ORJOR IS A HUGE DIMWIT. HE ONLY HAS ONE NUT.
Leaper grinned, reliving the moment when he, Imeris, and Ylly had engraved their names on the ceiling of Middle-Mother’s swimming hole. Then he realised he was reading not the alphabet of Canopy but glyphs of trees, animals, and human figures that he’d never seen before.
A lump rose in his throat. He squeezed his eyes shut. It was only my voice. The speaking-bone only affected my tongue, my ability with spoken language! But when he opened them again, the pictographs were still there and he could still understand them, as he had not been able to understand the more sculpture-like markers his guide had fondled. Were those markers too much like art, too little like formalised ideograms?
It didn’t matter. This language must be for the initiated only. Yet here Leaper was, violating another Floorian people with his ve
ry presence. Had he learned nothing? Who would he manage to get killed this time? Ousos?
I’m here now. I might as well see what is hidden inside. It’s not like Orjor’s single nut is of sacred significance, and besides, Estehass didn’t seem too worried about my breaking or taking anything.
The tunnel turned steep. In the final twenty paces, it was more like climbing a jagged chimney of roots and compressed earth than walking along a path. Leaper emerged into a rectangular wooden room with only one opening, and that opening covered by reed hangings at the distant end. He supposed that was the way to the poison gas. A water clock made of some green stone dripped ominously at the base of a calamander calendar covered in notches.
At the close end of the room, Leaper’s lantern showed a broken ring of bleached white bone. When whole, it would have been five paces in diameter. At least one third of the bone ring was missing, eroded away somehow, but it obviously once had been perfectly round, a completed puzzle of overlapping, scale-like sections. The two remaining pieces rested on a black glass plinth, under a wooden arc engraved with the rays of the dying sun.
No wonder he wasn’t worried. Even the broken pieces look too heavy for me to lift, and too awkward to get out the door, much less carry off down the confines of the tunnel.

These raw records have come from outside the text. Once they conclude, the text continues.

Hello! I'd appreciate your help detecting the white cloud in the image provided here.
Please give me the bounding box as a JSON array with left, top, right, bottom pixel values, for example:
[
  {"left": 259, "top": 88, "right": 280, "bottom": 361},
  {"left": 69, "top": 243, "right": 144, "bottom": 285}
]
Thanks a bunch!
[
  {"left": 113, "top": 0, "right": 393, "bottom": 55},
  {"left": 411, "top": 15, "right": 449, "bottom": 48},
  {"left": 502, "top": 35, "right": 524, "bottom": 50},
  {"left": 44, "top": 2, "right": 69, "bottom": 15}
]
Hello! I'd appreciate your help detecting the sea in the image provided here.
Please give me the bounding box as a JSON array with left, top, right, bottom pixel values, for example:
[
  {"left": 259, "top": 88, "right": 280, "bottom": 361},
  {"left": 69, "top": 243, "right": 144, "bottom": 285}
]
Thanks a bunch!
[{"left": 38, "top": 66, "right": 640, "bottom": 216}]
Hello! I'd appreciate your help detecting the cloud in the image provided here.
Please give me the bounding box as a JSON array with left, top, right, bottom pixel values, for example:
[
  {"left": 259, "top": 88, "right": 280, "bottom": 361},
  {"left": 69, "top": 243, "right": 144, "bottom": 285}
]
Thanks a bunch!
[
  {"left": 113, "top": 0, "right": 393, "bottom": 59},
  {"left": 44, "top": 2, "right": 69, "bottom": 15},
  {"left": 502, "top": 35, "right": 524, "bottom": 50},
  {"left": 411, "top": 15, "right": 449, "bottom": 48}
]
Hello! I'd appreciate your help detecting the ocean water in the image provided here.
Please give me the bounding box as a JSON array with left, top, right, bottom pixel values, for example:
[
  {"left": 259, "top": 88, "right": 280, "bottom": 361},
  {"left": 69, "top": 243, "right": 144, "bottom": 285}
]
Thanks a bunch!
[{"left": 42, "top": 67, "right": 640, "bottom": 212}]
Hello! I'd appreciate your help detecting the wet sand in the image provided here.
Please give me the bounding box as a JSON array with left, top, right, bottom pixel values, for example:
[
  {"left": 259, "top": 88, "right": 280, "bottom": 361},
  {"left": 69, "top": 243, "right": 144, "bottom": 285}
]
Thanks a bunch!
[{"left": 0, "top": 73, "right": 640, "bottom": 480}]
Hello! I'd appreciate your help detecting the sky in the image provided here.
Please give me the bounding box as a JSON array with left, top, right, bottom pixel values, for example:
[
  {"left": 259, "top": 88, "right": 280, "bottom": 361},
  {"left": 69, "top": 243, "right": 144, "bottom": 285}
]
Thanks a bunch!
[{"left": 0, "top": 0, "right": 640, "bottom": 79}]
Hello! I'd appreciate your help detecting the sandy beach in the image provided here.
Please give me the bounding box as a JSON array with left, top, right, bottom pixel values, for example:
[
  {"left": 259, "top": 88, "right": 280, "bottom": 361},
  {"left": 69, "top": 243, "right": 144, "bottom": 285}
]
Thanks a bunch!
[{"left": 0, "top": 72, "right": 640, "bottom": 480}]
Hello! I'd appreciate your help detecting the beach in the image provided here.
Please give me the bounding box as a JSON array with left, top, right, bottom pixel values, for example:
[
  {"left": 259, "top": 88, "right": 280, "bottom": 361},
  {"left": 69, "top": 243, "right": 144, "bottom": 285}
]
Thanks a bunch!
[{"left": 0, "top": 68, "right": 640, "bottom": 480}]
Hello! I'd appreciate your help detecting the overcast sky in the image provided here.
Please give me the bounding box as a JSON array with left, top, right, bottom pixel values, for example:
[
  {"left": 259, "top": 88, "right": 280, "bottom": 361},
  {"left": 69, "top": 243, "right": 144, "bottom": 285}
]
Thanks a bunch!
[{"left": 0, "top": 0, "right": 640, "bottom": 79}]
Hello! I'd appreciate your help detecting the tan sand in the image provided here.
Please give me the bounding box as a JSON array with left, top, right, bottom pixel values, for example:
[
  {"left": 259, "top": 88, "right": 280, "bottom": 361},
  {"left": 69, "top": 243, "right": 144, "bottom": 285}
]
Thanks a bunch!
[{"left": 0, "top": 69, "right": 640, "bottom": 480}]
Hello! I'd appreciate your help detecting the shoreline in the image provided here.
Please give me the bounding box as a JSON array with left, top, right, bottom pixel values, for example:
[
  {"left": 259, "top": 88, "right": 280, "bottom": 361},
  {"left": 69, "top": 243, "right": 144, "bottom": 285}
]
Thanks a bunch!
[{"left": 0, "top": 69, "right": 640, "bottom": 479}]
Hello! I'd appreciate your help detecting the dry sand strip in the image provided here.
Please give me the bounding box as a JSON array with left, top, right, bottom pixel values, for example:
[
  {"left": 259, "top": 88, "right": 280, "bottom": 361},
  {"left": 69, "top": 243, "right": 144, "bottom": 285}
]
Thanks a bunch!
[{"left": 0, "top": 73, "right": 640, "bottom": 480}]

When he got closer, Leaper noted its resemblance to the sclerotic ring bones of leaf-tailed geckoes and peregrine falcons. These were the bones actually buried inside the tough white lining of the eyeballs. If this one was proportional, the Old God it had belonged to must have had a lizard- or birdlike head at least twenty paces across.
Two eyes. Two bones like these, and this is one. Maybe they’re connected. Maybe this is a doorway. If the bone rings could transport people between Dusksight and Dawnsight, though, the same way that Leaper’s lanterns had once transported him, why wouldn’t this one be mounted in an approximation of its original shape? Or maybe it has some other, complex, specific purpose. Maybe bringing the broken pieces into alignment permits healing, or unleashes destruction.